The grep command is a very handy little search utility and whilst quite simple is actually very powerful. The classic use case would be to search files for a piece of text in the current directory, which would be something like grep drupal *, meaning search all the files in the current directory for the word "drupal". Clearly you can change * to *.txt or *.php, however there are some other options which I find useful which are as follows:

  • -r meaning search all sub-directories, a recursive search
  • -i which means ignore the case, do a case-insensitive search
  • -c just count the number of occurrences in a file, this can return a lot of files with a count of zero (see below)
  • -H show filenames this is the default when there more than one file, however it is handy when there is one file, which is sometimes the case when grep is used in -exec of the find command
  • --color means highlight in colour the matches on the line
  • -v invert results, returns lines that do not match
  • -n shows line numbers
  • -A x shows x lines after the matching line
  • -B x shows x lines before the matching line
  • -C x is a shortcut where the x of -A and -B is the same
  • -E allows extended regular expressions

Clearly you can put these options together to do some handy things and you can pipe your output into another grep, using the first one to get what you need and the second to filter some you don't from the first execution. Recently I have noticed that when using something like "*.txt" as above it only works if there is a .txt file in the current directory, so to work around this you might need something like grep -ri --include '*.java' 'hello world' . (watch out for the vital . at the end) which does a case-insensitive search in all Java source files, recursively from the current directory looking for 'hello world'.
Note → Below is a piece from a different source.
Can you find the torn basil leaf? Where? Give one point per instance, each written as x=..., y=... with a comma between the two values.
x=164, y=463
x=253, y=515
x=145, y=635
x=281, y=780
With extended regular expressions enabled via -E you can search for 'NAME|DESCRIPTION' meaning match NAME or DESCRIPTION, whereas without this you would need to escape the vertical bar and thus use 'NAME\|DESCRIPTION'. It is worth noting that you can use egrep instead of grep -E, if you prefer, they do the same thing, see Regular Expressions for more detail on regular expressions.

Examples

  • grep -ri --include '*.java' '\t' . - search all Java files for tab characters below the current directory
  • grep -ric 'hello world' *.txt - search for 'hello world', not case sensitively, in all .txt files in the current or any subdirectory and show a count of matches per file found
  • grep -iv 'warn' error_log.txt - which will display an error log file but exclude all warning lines, although this could exclude real errors, it is not perfect
  • grep -ric "some text" | grep -v ":0$" - Search from current directory and all sub-directories for the text and count how many times they appear in a file, then exclude files with 0 matches, so output ending with ":0"
  • ls -l | grep '^d' - list files in long format and pipe output into grep, where we search for lines beginning with 'd'
  • ls -l | grep -v '^d' - list files in long format and pipe output into grep, where we search for lines that do not begin with 'd'

A nice use of the egrep command or the "extended regular expression" option is with the lscpu command, first we should consider the regular output of the command, it is typically something like as follows, but with more information.

$ lscpu
Architecture:        x86_64
CPU op-mode(s):      32-bit, 64-bit
Byte Order:          Little Endian
Address sizes:       36 bits physical, 48 bits virtual
CPU(s):              8
On-line CPU(s) list: 0-7
Thread(s) per core:  2
Core(s) per socket:  4
Socket(s):           1
Vendor ID:           GenuineIntel
CPU family:          6
Model:               94
Model name:          Intel(R) Core(TM) i7-6700K CPU @ 4.00GHz
Stepping:            3
CPU MHz:             4008.000
CPU max MHz:         4008.0000
BogoMIPS:            8016.00

Let's suppose we just want a quick summary, so all we want to see is the following:

CPU(s):              8
Thread(s) per core:  2
Core(s) per socket:  4
Socket(s):           1

This can be done with either of the following commands:
lscpu | grep -E '^Thread|^Core|^Socket|^CPU\('
lscpu | egrep '^Thread|^Core|^Socket|^CPU\('